B. KONSEP ASUHAN KEPERAWATAN
1. Pengkajian
Data yang harus dikumpulkan dalam pengkajian yang dilakukan pada
kasus angina ludwig adalah sebagai berikut :

a. Aktifitas/istirahat
Data Subyektif : Pusing, sakit kepala, nyeri, mulas.
Data Obyektif : Perubahan kesadaran, masalah dalam keseimbangan
cedera (trauma).
b. Sirkulasi
Data Obyektif: kecepatan (bradipneu, takhipneu), pola napas
(hipoventilasi, hiperventilasi, dll).
c. Integritas ego
Data Subyektif: Perubahan tingkah laku/ kepribadian (tenang atau
dramatis)
Data Obyektif : cemas, bingung, depresi.
d. Makanan dan cairan
Data Subyektif : Mual, muntah, dan mengalami perubahan selera
makan.
Data Obyektif : Mengalami distensi abdomen.
e. Nyeri dan kenyamanan
Data Subyektif : nyeri pada rahang dan bengkak
Data Obyektif : Wajah meringis, gelisah, merintih.
f.

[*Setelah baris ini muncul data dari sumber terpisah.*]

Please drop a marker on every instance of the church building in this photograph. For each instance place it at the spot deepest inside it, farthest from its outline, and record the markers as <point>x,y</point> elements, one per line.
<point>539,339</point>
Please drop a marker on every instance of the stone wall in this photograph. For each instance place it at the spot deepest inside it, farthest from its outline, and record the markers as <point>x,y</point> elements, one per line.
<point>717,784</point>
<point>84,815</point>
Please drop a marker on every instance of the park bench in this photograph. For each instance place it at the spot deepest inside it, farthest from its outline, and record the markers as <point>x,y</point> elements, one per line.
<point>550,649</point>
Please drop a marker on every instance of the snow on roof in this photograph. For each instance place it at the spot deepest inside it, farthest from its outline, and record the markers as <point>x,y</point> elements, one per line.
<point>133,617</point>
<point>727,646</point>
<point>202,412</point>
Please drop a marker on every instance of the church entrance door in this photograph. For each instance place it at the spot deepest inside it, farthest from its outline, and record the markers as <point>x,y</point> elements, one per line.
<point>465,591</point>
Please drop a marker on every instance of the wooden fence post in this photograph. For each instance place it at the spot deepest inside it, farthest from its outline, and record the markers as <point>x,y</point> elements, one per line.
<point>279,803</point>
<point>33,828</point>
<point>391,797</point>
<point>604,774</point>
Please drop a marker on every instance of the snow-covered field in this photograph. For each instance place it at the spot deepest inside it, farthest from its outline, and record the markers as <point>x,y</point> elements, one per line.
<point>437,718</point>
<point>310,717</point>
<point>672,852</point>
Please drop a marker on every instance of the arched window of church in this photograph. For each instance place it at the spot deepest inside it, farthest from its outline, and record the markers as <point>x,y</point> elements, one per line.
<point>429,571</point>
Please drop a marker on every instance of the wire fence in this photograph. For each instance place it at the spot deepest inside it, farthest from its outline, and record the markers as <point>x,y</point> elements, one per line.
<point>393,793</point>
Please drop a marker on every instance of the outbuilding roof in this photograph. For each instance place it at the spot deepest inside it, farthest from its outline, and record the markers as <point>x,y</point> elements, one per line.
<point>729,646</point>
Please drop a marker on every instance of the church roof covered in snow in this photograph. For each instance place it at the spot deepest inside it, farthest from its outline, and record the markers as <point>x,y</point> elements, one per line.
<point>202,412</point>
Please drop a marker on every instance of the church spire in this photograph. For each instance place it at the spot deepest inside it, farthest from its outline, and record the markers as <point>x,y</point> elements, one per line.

Pernafasan
Data Subyektif : Perubahan pola nafas.
Data Objektif: Pernapasan menggunakan otot bantu pernapasan/ otot
aksesoris.
2. Diagnosa Keperawatan
Pre Operatif
a. Nyeri Akut
b. Hipertermi
c. Ansietas
d. Gangguan Integritas Kulit
Intra Operatif
a. Resiko Infeksi

Post Operatif
a. Nyeri Akut
b. Hipotermi
3. Implementasi

Implementasi merupakan wujud nyata dari rencana keperawatan yang


telah dibuat sebelumnya.
4. Evaluasi

Evaluasi merupakan pengkajian sejauh mana pencapaian dari tindakan


keperawatan yang telah diberikan kepada pasien.